BusinessTV analyst gets Supreme Court notice

BY PTI| IN Media Practice | 01/04/2008
Barely a month ago, former Sebi chief M Damodaran had ticked off media personalities for "talking up" and "talking down" stocks.
Reprinted from the INDIAN EXPRESS

PTI: The Supreme Court today issued notice to financial analyst and TV personality Mathew Easow for allegedly advising investors to buy certain scrips, while he himself was selling those stocks. The bench headed by Justice S H Kapadia, while seeking a reply from Easow, who is also a commentator for CNBC TV channel, also stayed the Securities Appellate Tribunal (SAT) judgement that imposed penalty on the market regulator. It also asked the respondent (Easow) to disclose the contract between him and the TV channel.

 

Barely a month ago, former Sebi chief M Damodaran had ticked off media personalities for "talking up" and "talking down" stocks.

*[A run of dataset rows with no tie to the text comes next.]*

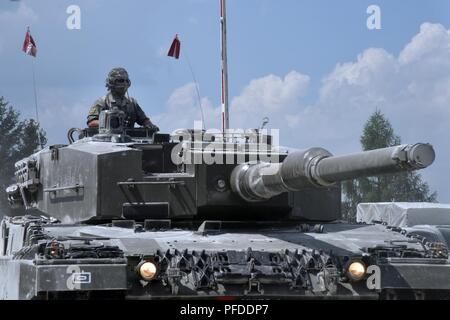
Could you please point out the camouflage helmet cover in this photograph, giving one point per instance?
(118, 78)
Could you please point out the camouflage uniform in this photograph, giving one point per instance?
(133, 111)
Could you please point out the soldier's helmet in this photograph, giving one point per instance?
(118, 79)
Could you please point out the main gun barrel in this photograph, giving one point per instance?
(316, 167)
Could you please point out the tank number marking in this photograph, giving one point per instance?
(374, 279)
(77, 277)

The tribunal had set aside the market regulator’s order holding the Mathew Easow Research Securities chairman, an exclusive commentator for the CNBC TV channel, guilty of violating Regulation 4(2)(f) of the Sebi (Prohibition of Fraudulent and Unfair Trade Practices relating to Securities Market) Regulations.

 

Seeking strict action against the financial analyst, solicitor general G E Vahanvati and Pratap Venugopal alleged that Easow, who regularly featured on various electronic and print media, had recommended a very impressive price appreciation in certain scrips while he himself sold those immediately, enabling himself to earn a huge profit at the cost of unsuspecting investors.

 

Sebi had sought punitive action against Easow, who had been allegedly misleading investors by giving false and misleading tips on trading of scrips through CNBC TV Channel and its portal www.moneycontrol.com. Challenging the SAT order that gave a clean chit to Easow, Sebi said the tribunal had failed to appreciate that the respondent had recommended a very impressive price appreciation in certain scrips (between June and December 2005) within a short term, while he himself had sold those very shares on the same day. The counsel said, "The respondent sent six e-mails, which are the subject matter of these proceedings to TV 18, giving stock advise with buy and sell recommendations regarding four listed companies."

 

While enquiring into the trading pattern of Easow, Sebi found that he had taken an opposite trading pattern to what had been recommended to the investors. "It is axiomatic that a person who recommends others to buy securities must himself be either passive or buy such securities rather than sell them," the petition said. "The only circumstance when a person would sell securities after telling lay investors to buy would be a person who is taking advantage of his misleading information in the first place by giving stock tips, thereby inflating the price of the stock and then offloading such securities after the recommendation is aired," it added.